Em síntese, percebe-se, no contexto desses poemas, que a voz lírica, cada vez mais
individualizante na retomada do ubi sunt? mostra que as tentativas de compreender um
passado doloroso são feitas a partir da busca do essencial expressivo contido no registro
histórico, fixador de determinadas verdades, e complementadas numa invenção poética que
“anima essas verdades de uma força emocional” (MEIRELES, 1989, p. 21).
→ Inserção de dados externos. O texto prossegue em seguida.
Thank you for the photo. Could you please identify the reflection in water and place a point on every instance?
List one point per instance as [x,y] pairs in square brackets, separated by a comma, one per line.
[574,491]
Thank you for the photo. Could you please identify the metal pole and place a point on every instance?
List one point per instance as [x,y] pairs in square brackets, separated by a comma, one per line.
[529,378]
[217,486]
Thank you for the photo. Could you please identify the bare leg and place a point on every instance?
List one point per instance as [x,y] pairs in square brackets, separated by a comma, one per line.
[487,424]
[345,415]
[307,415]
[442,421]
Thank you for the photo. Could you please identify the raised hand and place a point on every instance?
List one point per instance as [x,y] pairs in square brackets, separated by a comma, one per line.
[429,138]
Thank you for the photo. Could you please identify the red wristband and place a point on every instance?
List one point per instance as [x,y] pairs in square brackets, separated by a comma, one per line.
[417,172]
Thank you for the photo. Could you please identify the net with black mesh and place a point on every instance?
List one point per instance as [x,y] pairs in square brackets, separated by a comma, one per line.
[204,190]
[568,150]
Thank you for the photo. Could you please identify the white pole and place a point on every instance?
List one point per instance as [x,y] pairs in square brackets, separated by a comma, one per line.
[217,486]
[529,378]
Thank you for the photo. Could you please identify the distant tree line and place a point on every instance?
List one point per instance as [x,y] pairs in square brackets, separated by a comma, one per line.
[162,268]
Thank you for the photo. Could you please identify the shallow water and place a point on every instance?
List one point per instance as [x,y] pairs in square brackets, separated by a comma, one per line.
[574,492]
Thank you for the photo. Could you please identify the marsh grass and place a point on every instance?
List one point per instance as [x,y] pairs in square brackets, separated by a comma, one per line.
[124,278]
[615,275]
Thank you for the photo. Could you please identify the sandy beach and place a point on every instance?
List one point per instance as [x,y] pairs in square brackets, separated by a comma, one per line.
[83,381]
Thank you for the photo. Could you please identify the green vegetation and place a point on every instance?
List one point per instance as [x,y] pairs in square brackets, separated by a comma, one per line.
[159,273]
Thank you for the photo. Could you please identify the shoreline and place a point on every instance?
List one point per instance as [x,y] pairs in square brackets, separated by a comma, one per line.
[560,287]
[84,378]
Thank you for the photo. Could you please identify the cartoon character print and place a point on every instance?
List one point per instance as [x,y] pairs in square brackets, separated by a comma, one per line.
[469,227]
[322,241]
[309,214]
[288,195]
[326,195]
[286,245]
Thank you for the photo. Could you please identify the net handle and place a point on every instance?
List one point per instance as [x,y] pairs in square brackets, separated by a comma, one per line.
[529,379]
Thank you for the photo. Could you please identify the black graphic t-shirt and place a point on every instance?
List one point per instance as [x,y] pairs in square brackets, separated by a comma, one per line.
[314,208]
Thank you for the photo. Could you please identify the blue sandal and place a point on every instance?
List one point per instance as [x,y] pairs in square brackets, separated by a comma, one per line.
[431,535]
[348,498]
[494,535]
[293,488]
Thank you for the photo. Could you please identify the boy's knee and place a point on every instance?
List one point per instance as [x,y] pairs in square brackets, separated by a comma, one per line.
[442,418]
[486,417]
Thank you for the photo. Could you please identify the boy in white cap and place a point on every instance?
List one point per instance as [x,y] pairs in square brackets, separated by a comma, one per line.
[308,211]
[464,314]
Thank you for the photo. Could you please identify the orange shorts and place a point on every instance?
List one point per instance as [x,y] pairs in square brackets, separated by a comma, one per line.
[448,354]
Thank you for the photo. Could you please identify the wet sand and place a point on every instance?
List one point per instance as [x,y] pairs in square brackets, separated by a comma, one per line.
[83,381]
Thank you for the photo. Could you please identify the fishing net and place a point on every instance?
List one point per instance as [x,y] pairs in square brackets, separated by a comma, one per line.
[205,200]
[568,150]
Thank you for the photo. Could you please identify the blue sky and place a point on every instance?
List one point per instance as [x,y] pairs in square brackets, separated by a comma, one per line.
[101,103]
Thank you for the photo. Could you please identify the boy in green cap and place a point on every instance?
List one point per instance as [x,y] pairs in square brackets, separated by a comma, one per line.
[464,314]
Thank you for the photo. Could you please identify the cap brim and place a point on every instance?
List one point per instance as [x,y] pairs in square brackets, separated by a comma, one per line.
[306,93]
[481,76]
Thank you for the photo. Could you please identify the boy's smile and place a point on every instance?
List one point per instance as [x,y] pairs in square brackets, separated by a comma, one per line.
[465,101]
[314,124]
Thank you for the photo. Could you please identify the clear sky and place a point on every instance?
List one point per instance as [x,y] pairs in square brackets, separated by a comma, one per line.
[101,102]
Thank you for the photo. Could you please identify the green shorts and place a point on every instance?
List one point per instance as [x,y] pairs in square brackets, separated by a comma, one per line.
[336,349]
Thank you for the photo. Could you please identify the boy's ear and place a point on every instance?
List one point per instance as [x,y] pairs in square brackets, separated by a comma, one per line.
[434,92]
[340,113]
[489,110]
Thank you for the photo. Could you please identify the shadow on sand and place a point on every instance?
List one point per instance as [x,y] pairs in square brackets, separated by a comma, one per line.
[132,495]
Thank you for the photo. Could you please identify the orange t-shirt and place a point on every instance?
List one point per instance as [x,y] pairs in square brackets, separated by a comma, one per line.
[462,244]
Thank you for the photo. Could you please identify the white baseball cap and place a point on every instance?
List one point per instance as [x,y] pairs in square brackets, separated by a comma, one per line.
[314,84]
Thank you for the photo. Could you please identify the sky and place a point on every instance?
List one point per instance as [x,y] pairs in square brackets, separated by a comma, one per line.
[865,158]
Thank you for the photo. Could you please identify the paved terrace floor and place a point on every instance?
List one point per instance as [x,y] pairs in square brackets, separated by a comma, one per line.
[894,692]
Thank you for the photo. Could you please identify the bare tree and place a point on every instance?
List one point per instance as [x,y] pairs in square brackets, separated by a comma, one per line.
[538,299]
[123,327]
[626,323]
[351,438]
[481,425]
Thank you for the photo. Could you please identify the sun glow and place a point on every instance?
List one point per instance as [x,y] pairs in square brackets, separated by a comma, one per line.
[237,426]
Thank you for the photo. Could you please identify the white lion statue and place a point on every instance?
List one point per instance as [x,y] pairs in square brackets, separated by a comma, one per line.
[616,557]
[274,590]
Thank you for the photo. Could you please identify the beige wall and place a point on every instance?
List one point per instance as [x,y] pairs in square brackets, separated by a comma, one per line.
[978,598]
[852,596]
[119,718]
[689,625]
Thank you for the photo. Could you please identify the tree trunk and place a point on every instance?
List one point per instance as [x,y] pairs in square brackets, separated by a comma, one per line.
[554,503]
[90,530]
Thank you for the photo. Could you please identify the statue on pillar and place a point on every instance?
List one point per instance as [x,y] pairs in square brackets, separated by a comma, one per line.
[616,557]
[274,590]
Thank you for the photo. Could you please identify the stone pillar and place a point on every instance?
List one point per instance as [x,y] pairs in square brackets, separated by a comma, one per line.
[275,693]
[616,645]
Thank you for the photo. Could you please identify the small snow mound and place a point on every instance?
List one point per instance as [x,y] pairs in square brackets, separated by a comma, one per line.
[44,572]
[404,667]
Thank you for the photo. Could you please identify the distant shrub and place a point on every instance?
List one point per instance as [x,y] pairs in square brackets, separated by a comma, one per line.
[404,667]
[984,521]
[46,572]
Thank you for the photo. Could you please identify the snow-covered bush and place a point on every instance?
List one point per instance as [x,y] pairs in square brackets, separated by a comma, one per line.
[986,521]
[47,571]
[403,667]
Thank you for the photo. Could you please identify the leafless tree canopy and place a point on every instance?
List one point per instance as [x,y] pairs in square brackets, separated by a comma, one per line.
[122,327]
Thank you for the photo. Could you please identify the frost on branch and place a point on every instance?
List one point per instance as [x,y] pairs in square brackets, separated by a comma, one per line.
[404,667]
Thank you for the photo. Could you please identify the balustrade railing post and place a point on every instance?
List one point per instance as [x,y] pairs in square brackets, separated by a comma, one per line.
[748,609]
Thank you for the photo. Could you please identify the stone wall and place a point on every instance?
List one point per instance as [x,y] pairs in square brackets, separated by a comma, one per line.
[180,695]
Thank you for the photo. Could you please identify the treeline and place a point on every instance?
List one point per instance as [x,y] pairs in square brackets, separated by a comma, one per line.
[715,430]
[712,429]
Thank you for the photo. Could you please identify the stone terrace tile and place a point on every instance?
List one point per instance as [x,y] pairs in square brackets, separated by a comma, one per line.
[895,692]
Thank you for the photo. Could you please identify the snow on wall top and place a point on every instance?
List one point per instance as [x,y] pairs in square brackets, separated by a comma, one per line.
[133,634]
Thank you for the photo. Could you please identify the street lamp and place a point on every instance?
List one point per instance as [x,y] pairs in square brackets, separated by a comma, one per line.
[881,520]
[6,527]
Essa
relativização entre as visões retrospectivas das coisas e dos acontecimentos (historiografia) e a
poesia num romanceiro sobre os que não estão mais aqui faz com que ele seja, no conjunto,
um ubi sunt? ampliado, distanciando-se cada vez mais do padrão homérico quanto à questão
dos modos de apresentação de um passado histórico e longínquo. A poeta religa o passado ao
presente quando busca respostas, quando quer entender as circunstâncias do fato; ela
interioriza a Inconfidência Mineira e tenta decifrar a dor da ausência por meio dessa
“melancólica pergunta retórica de significação metafísica” (CARPEAUX, 1999, p. 482),
enquanto Homero faz registros objetivos e imparciais sobre determinadas cenas da guerra de
Troia.
A coragem, virtude desencadeante das ações das personagens nos excertos acima,
mostra que a poesia épica apresenta o ato humano condicionado e realizado pelo concurso das
circunstâncias e, em geral, esse ato é motivado não pela vontade moral e livre, mas pelo
destino individual e coletivo. É notório o encadeamento regular dos versos hexâmetros e a
independência relativa dos pormenores desenvolvidos na narrativa por causa dos inúmeros
“versos, cenas, fatos, acontecimentos que, considerando-se a utilidade para o todo, são
desnecessários” (STAIGER, 1969, p. 101). A narrativa épica não escolhe o caminho mais
rápido para sua exposição, mas interessa-lhe sobremaneira oferecer ao leitor a oportunidade
de admirar com curiosidade e detalhamento o que o narrador rememora.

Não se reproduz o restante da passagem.